Abstract

Despite recent advances to create a robust body of international and domestic indigenous rights law, indigenous peoples' rights are increasingly under threat across the Americas. Amidst these challenges, the Inter-American Court of Human Rights (IACtHR) has become an important legal avenue to support indigenous territorial claims that communities use to seek redress for human rights violations. This article examines the implementation politics regarding two Enxet-Sur indigenous communities that received favorable rulings from the IACtHR. The judgments state that Paraguay must restitute land for the Enxet-Sur as reparations for the socioenvironmental injustices and human rights violations both communities have endured. However, land restitution is complicated by histories of indigenous dispossession and contemporary politics shaped by racist and classist logics that frame private property as a productive resource and indigenous peoples outside of production.
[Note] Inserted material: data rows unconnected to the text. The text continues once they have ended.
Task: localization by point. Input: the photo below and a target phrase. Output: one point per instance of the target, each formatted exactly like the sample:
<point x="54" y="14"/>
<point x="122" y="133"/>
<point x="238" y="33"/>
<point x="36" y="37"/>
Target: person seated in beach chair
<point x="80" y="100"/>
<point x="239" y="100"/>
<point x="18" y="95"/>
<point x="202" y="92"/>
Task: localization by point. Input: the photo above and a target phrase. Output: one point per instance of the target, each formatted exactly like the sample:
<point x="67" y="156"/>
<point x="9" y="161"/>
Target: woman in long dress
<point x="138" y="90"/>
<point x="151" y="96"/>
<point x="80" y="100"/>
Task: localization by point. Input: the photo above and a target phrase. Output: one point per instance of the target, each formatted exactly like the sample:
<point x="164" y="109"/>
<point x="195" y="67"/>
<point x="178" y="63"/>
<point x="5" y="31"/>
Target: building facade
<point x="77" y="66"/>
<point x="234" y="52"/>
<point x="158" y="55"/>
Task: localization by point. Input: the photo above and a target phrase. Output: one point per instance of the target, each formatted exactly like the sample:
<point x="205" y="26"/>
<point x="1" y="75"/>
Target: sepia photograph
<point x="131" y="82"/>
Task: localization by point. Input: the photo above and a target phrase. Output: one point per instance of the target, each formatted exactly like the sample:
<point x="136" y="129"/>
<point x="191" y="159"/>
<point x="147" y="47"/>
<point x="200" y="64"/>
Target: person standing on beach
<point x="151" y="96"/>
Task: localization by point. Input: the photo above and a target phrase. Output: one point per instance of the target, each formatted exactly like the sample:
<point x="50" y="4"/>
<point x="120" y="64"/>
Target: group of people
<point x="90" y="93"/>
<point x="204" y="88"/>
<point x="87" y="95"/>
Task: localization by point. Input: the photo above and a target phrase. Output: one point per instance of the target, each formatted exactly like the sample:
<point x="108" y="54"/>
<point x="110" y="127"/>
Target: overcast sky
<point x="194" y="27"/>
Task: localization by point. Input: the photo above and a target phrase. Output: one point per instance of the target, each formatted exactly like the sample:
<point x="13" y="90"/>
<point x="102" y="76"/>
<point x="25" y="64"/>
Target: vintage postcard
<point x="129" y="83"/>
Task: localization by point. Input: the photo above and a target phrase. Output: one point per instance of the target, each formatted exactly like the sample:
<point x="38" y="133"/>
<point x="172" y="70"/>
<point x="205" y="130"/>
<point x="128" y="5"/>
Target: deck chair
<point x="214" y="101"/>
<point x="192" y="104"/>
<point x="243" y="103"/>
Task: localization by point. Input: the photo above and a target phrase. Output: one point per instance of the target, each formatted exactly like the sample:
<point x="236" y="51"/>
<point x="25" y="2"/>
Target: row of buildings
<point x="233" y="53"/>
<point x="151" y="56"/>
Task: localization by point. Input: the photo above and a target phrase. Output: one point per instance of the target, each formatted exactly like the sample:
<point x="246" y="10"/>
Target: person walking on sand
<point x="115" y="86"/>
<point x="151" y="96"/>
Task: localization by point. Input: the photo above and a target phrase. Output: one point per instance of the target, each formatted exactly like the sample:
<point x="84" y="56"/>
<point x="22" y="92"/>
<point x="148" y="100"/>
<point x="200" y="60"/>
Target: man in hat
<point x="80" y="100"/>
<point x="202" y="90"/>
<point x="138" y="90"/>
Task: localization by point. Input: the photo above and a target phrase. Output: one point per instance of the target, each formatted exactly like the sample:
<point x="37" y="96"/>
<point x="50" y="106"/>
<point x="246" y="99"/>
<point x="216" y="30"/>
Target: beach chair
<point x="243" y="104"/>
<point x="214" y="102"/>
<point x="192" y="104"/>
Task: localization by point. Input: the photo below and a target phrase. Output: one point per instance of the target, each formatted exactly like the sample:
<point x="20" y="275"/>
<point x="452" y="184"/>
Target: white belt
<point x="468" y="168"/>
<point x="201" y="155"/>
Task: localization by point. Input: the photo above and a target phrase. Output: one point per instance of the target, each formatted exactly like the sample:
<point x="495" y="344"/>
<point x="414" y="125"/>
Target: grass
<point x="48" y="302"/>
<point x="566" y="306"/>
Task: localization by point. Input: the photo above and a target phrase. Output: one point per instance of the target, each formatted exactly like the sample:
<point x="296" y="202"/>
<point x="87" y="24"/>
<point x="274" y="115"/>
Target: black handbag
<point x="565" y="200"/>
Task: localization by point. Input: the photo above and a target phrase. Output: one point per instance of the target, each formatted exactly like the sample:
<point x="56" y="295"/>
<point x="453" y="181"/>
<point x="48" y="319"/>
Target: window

Thus, I untangle the shifting forms of power, representation, and land control that accompany struggles over the IACtHR judgments and their implementation in Paraguay. I weave interdisciplinary and post-disciplinary legal geography scholarship together with theories of legal abandonment and an ethnography of Enxet-Sur resistance to argue that the politics of implementing IACtHR judgments in Paraguay produces spatial and temporal liminality that positions Enxet-Sur peoples as rights-bearing subjects who are subject to the abandonment of their rights. Employing the symbolic notion of the crossroads alongside an analysis of Enxet-Sur struggles for rights at a material crossroads, the article shows that legal abandonment is not always the end of political struggle and can be a site of political possibility where indigenous self-determination is changing the practice of human rights.